Collateralized debt obligation managers are having an increasingly difficult time getting allocations on new issue deals, making it more difficult to close on CDOs in the pipeline. Market players said there are several cash flow arbitrage CDOs trying to ramp up, but there is an expectation that deals will get stuck as there are not enough assets in the market to complete ramp up requirements. "It's tougher than first quarter to get allocations," explained Paul Carey, head of corporate banking at Allied Irish Bank and manager of a new arbitrage deal for the firm. Carey explained the bank is currently warehousing assets for a minimum $300 million deal with a target close by the end of the year. But the process is challenging as M&A activity is not robust enough to feed the leveraged loan market, explained Carey, and he expects the ramp up period to take several months. "Supply side deal flow is not significant and on the CDO side, there are a greater number waiting to invest," said Carey.
In response to a race for assets, some managers are said to be structuring transactions to buy small baskets of revolvers on deals in the hope of securing more "B" term loan. Carey has structured a revolver basket into his deal, noting that as a commercial bank the play is less risky as the bank has the capital to respond to potential draw downs. "It's far easier [for a commercial bank] because it's quite demanding and there are many different instruments," he said of investing in revolvers. But Carey said funds can also structure liabilities to support revolver investment. "You need to be able to fund a revolver, so you need to be able to issue revolving liabilities," explained Jeremy Gluck, managing director at Moody's Investors Service, explaining how fund managers need to structure deals to accommodate revolving assets. Gluck declined to comment on structuring trends, but said he predicts the number of CDOs that will close next quarter will decline. "The pipeline is not a meaningful concept, it's how quickly they are getting out of the pipeline that is the question," he said, noting the uncertainty surrounding FASB 94 and spreads coming in on collateral as factors slowing down deal flow.

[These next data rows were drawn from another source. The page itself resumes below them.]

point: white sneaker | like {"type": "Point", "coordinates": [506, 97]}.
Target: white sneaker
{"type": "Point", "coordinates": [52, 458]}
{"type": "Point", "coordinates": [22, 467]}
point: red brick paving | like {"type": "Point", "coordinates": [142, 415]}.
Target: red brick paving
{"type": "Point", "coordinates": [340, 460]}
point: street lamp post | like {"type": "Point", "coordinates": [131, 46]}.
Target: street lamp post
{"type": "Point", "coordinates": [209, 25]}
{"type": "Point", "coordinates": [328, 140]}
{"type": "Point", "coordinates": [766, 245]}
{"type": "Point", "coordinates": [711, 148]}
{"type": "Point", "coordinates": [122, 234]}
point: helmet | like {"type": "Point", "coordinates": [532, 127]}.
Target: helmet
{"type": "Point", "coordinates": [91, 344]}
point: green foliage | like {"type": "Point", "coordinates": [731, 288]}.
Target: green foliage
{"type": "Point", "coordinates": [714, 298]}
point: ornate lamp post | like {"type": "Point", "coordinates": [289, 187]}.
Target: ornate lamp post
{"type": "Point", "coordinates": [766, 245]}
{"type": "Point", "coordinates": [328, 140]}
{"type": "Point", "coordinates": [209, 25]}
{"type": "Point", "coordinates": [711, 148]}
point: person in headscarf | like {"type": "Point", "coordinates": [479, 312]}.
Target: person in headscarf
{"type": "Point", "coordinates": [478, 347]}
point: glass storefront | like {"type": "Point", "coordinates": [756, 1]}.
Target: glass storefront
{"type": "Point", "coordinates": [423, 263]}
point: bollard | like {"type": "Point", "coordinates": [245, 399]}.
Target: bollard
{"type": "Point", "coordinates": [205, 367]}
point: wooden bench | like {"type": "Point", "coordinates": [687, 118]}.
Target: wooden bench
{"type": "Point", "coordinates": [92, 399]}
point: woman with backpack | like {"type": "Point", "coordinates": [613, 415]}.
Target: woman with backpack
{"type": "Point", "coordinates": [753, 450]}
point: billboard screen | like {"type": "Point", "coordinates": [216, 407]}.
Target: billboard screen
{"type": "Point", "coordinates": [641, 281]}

But managers contend that the biggest challenge right now for getting deals out the door is a scarcity of assets on allocations. "Warehouse periods are getting longer and longer because the secondary market is trading above par and there is so little new issue," said another buysider. Lucine Kirchoff, managing director and head of the floating-rate syndicated finance research group at Banc of America Securities, speculates that a slow down in refinancing along with a dearth of M&A activity have made allocations even tougher to get. "Refinancings are running their course and will likely peak this quarter," she said.